Risk increases when comparisons rely on outdated data or undefined benchmarks. Market conditions change, competitors evolve, and claims that were once defensible may become inaccurate. Ongoing review is essential for claims that remain in the market over time.
“Comparative claims age quickly,” Roby says. “Substantiation must be revisited as markets shift.”
Influencer and Endorsement Claims
Endorsements introduce a blended risk profile involving claims substantiation in advertising law as well as disclosure compliance. Influencer statements can create express and implied claims attributed to the brand. Companies remain responsible for ensuring that endorsed claims are truthful, substantiated, and properly disclosed.
Training, monitoring, and enforcement mechanisms help manage this risk. Influencers must understand approved messaging boundaries and disclosure obligations. Failure to intervene when violations occur increases liability exposure.
Endorsement compliance programs work best when integrated into broader substantiation review rather than treated as a separate function.
Global Considerations and Jurisdictional Variation
Multinational brands face varying substantiation standards across jurisdictions. What qualifies as adequate evidence in one market may be insufficient in another. Advertising review processes must therefore account for regional regulatory frameworks and enforcement priorities.
Harmonization strategies can reduce complexity by adopting higher evidentiary standards across markets. While this may limit certain claims, it improves consistency and reduces rework.
Coordination between regional legal teams supports efficient rollout while preserving compliance integrity.
Role of Legal in Marketing Collaboration
Legal teams play a strategic role in claims development when engaged early. Collaboration during ideation allows compliance considerations to inform creative direction rather than restrict it after the fact. This approach reduces revisions, accelerates approvals, and improves campaign resilience.
Clear review protocols help marketing teams understand expectations. When legal guidance is predictable and commercially informed, trust increases and compliance improves.
Claims substantiation succeeds when legal review operates as a business partner rather than an external checkpoint.
Enforcement Trends and Practical Implications
Regulatory enforcement continues to focus on claims that influence purchasing decisions. Digital advertising, environmental claims, and performance representations remain areas of active scrutiny. Competitor challenges also contribute to enforcement activity, particularly in crowded consumer categories.
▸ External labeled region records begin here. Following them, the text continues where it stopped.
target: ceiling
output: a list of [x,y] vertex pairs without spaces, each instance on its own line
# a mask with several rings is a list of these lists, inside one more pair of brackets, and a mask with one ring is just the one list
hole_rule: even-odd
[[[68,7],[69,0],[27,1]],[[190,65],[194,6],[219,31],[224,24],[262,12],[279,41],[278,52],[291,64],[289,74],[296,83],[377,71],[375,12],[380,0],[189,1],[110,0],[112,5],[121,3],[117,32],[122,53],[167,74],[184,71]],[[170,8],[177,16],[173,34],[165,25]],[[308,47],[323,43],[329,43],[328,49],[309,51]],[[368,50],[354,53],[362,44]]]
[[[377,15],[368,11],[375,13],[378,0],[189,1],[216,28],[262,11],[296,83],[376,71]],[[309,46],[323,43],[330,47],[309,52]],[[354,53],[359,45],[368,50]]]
Preparedness reduces disruption. Brands with strong substantiation practices respond more efficiently to inquiries and challenges, often resolving matters without escalation.
Proactive compliance protects not only legal position but also brand credibility in the marketplace.
Protecting Credibility in a Claims-Driven Marketplace
Claims substantiation will continue to define how consumer brands earn trust in an environment shaped by scrutiny, speed, and accountability. As regulators, competitors, and consumers gain greater visibility into marketing practices, the margin for unsupported claims narrows. Brands that invest early in rigorous substantiation frameworks position themselves to adapt as standards evolve rather than react under pressure.
Looking ahead, the strongest organizations will treat substantiation as an operating discipline embedded across marketing, legal, and product teams. Evidence-backed claims allow companies to move faster with confidence, expand into new channels responsibly, and withstand challenges without disruption. This approach transforms compliance from a risk-control function into a strategic advantage.
In a marketplace where credibility is increasingly fragile, verified claims serve as a signal of discipline, transparency, and maturity. Brands that protect what they promise protect their future. Those commitments, consistently supported and responsibly communicated, become the foundation for durable growth and lasting competitive strength.